Wray agreed that abuse could possibly qualify for discipline but that he may not agree what constitutes an abuse of the program.

Lee also asked Wray about searches conducted by the agency on political figures and even a judge who had complained about the FBI. Wray pointed to new measures the agency has put in place to prevent abuses, but Lee pushed back, pointing out that lawmakers have not been able to see the details of those changes.

“I’ve been on this committee for 13 years,” Lee said. “During the entirety of those 13 years I’ve expressed concerns to FBI Directors appointed by presidents of both political parties and three different presidential administrations. Every darn one of them has told me the same thing: ‘Don’t worry about it. We’ve got new procedures. It’s going to be different now.’

“It’s never different,” Lee added. “You haven’t changed, and you keep referring to these policies, these new procedures. We haven’t seen that. We’re not even allowed to have access to it, and we have absolutely no reason to trust you because you haven’t behaved in a manner that’s trustworthy.”

Sen. Rick Scott, R-Fla., sent a letter to the FBI in August on this issue blasting the agency and calling for accountability.

Notably, the 702 provision expires at the end of this year unless Congress reauthorizes it.
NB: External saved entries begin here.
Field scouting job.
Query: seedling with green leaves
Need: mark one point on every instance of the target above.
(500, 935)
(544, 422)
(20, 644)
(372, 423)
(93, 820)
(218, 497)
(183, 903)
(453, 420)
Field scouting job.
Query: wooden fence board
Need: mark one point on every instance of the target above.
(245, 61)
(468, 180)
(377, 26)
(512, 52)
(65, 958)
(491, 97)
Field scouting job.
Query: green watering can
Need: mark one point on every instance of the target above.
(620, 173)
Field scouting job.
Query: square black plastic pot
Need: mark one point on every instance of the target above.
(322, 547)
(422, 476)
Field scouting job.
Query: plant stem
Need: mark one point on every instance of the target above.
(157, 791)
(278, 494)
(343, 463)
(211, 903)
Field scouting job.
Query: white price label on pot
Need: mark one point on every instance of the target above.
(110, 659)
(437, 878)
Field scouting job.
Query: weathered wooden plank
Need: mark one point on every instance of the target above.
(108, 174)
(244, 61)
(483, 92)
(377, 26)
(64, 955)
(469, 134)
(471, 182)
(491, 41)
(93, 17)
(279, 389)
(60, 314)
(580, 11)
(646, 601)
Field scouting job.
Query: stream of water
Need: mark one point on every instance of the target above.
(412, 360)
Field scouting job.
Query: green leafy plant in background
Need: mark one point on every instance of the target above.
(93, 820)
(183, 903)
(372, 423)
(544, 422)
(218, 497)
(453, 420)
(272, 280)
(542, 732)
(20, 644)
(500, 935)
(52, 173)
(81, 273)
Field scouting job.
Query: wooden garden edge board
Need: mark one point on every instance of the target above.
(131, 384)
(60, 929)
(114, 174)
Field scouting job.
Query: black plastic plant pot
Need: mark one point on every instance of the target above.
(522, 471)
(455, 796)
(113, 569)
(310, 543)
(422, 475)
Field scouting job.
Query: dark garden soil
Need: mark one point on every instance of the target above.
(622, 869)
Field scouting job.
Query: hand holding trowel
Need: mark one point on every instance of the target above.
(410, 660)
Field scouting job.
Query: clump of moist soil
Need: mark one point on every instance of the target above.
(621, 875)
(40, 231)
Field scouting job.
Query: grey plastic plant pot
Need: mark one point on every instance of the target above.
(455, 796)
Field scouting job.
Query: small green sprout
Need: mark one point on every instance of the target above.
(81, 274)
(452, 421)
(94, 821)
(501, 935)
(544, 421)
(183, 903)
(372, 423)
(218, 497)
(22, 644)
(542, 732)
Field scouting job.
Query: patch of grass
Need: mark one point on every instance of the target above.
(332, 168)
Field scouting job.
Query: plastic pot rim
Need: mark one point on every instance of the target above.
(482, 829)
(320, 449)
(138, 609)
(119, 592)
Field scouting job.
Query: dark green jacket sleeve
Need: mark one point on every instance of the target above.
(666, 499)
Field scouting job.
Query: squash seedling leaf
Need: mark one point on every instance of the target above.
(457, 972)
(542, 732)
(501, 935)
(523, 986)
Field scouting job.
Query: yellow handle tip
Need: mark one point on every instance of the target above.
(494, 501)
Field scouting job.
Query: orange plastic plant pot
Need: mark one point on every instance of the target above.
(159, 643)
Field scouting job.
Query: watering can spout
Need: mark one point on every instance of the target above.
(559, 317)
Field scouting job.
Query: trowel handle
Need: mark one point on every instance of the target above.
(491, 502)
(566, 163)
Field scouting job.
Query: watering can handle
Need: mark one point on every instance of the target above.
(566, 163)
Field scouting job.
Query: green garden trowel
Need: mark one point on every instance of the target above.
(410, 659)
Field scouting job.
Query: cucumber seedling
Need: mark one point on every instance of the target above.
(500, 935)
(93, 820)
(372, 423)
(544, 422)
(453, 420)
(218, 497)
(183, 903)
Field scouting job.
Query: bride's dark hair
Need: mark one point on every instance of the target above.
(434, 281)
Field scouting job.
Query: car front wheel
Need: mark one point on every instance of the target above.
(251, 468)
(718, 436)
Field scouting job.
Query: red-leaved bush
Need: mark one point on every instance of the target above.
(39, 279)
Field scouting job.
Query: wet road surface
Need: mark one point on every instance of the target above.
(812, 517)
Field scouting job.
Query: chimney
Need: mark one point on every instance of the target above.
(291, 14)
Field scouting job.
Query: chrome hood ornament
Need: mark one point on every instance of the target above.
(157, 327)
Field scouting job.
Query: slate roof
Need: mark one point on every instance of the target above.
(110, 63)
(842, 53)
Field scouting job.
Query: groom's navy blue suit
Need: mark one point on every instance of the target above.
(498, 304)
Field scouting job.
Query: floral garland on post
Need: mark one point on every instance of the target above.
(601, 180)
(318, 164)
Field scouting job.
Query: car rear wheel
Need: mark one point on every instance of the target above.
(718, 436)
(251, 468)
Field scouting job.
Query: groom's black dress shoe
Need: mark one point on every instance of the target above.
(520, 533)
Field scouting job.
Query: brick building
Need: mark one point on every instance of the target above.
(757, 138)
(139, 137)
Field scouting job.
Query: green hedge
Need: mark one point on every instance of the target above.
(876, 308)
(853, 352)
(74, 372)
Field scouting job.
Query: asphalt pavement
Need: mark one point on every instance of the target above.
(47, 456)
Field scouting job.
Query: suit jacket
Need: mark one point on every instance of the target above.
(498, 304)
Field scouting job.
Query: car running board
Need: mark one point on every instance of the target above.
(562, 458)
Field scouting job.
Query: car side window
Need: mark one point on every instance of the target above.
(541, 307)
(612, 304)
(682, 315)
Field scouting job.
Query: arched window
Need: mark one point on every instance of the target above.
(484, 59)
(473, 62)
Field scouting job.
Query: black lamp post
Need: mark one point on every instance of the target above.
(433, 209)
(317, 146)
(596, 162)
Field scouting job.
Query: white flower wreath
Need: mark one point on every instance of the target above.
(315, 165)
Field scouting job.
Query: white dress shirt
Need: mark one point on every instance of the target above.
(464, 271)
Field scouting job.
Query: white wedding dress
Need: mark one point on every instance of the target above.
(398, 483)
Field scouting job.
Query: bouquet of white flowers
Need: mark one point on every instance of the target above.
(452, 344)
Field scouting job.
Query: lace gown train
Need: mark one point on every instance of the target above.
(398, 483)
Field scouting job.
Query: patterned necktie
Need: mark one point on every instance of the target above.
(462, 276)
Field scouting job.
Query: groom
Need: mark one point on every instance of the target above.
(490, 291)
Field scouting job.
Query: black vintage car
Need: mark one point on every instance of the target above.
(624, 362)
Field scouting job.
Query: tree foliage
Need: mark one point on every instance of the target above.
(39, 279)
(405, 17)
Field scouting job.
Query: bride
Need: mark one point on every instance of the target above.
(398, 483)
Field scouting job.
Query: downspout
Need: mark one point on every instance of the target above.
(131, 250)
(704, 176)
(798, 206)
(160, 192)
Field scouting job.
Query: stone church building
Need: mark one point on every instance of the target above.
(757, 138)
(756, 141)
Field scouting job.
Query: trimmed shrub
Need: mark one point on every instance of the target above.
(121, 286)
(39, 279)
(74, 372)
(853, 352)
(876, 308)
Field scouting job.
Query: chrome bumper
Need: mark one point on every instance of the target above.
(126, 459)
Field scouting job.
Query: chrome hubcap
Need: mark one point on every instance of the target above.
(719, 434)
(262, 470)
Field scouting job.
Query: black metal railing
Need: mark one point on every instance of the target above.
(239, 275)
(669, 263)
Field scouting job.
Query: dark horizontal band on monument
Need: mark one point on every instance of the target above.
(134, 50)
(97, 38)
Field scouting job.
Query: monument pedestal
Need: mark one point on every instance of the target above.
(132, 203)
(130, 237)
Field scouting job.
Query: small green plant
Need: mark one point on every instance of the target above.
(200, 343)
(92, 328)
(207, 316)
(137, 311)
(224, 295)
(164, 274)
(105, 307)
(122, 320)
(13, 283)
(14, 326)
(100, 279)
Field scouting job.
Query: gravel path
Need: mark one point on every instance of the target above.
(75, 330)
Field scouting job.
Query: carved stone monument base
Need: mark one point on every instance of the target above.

Wray has offered options to make changes to improve the program, but Scott shared Lee’s sentiment, saying those changes were broad and lacked details or a sense of substantial reform.

“In the face of these rampant abuses, it was disappointing that you are lobbying Congress to renew the Section 702 authorities without substantial reforms, and without public disclosure of accountability,” the letter said. “If you agree with me that the hundreds of thousands of unlawful, warrantless searches of U.S. citizen information your agency has conducted under Section 702 are entirely unacceptable, to attempt to regain the American public’s trust, please explain the accountability for those rogue agents who conducted those illegal queries.”